944 Improvements in the Precipitation Distribution of West Africa with a Convection-Permitting Simulation at Climate Scales

Wednesday, 10 January 2018
Exhibit Hall 3 (ACC) (Austin, Texas)
Ségolène Berthou, Met Office Hadley Centre, Exeter, United Kingdom; and E. J. Kendon, M. J. Roberts, D. Rowell, and R. Stratton

Two sets of 10-years of a convection-permitting regional model on the whole of Africa are being run at the Met Office. The regional model (CP4A) is forced at its boundaries with a 25km global model (N512) with present-day AMIP forcing and future climate RCP8.5 forcing. The first 5 years of CP4A show a large improvement in the mean West African monsoon with a reduction in the dry bias compared to the global N512 models (~25km resolution). It also shows a better precipitation distribution with more short lasting strong rainfall events.

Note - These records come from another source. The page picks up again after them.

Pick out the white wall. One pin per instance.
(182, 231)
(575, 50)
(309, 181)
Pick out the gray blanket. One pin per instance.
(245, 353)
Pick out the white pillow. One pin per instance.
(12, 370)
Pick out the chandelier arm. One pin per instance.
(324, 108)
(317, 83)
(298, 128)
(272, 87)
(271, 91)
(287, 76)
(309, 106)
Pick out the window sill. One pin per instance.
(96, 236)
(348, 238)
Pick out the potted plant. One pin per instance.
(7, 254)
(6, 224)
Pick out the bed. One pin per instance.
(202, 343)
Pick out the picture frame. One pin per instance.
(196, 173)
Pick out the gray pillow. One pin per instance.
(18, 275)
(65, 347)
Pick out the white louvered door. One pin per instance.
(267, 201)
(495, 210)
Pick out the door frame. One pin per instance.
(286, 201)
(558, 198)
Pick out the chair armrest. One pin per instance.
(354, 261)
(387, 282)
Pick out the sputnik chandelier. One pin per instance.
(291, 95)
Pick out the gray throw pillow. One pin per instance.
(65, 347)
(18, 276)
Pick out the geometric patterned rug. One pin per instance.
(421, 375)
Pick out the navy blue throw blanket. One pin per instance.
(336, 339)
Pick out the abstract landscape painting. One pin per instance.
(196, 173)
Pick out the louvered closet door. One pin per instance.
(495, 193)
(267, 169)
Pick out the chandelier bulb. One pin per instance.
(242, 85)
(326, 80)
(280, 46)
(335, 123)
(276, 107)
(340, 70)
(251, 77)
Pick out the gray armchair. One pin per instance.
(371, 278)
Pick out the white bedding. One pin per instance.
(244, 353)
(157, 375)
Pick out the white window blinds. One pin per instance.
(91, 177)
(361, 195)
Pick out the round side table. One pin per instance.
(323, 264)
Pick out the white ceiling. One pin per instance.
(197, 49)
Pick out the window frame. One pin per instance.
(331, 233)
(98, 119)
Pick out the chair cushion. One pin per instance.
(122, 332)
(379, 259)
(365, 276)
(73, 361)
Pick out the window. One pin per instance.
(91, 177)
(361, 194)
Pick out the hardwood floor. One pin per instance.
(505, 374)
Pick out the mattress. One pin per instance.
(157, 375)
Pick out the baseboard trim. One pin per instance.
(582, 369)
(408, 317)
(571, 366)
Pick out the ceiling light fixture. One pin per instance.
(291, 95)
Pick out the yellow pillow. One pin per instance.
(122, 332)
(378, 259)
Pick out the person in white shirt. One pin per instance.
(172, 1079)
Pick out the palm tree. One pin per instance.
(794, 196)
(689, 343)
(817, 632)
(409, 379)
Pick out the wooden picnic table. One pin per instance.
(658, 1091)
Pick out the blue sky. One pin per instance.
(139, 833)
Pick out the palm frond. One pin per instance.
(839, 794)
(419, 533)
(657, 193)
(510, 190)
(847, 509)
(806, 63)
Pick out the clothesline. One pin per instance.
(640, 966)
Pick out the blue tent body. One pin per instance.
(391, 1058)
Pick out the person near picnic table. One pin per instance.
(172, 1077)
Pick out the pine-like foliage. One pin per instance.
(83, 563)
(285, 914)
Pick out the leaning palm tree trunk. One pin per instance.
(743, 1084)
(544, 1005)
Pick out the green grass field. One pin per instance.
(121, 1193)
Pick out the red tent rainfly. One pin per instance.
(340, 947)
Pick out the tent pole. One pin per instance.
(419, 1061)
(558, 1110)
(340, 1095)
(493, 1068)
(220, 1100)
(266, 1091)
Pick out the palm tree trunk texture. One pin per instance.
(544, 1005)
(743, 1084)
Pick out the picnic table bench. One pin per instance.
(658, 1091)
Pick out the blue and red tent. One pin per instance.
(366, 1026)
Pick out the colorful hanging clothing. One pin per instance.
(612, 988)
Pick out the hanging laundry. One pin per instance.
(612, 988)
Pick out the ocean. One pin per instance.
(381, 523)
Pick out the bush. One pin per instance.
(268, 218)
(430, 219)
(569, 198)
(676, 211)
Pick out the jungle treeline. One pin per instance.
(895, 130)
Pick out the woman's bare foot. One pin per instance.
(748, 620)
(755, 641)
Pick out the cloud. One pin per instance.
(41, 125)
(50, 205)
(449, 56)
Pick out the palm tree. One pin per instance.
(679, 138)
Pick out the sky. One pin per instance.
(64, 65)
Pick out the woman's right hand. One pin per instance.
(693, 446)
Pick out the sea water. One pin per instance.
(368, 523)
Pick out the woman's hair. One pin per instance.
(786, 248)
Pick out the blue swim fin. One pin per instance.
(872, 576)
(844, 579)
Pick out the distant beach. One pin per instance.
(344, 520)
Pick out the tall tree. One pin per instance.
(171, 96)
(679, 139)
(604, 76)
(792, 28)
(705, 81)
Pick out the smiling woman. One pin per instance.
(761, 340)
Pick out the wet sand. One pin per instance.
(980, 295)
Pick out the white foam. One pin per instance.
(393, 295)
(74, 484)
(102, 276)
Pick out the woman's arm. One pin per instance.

It is in good agreement with observations on a 25km scale. It further shows a better timing of the afternoon convection peak compared to N512 and a better representation of wet and dry spells. There are remaining biases in the model, including an underestimation of the number of wet days by 10-30 %, an underestimation of rainfall at night/morning and too much rainfall on orography. However, these results make us confident that this model will give further information on locally-driven future changes of the West-African monsoon that the current global models fail to represent.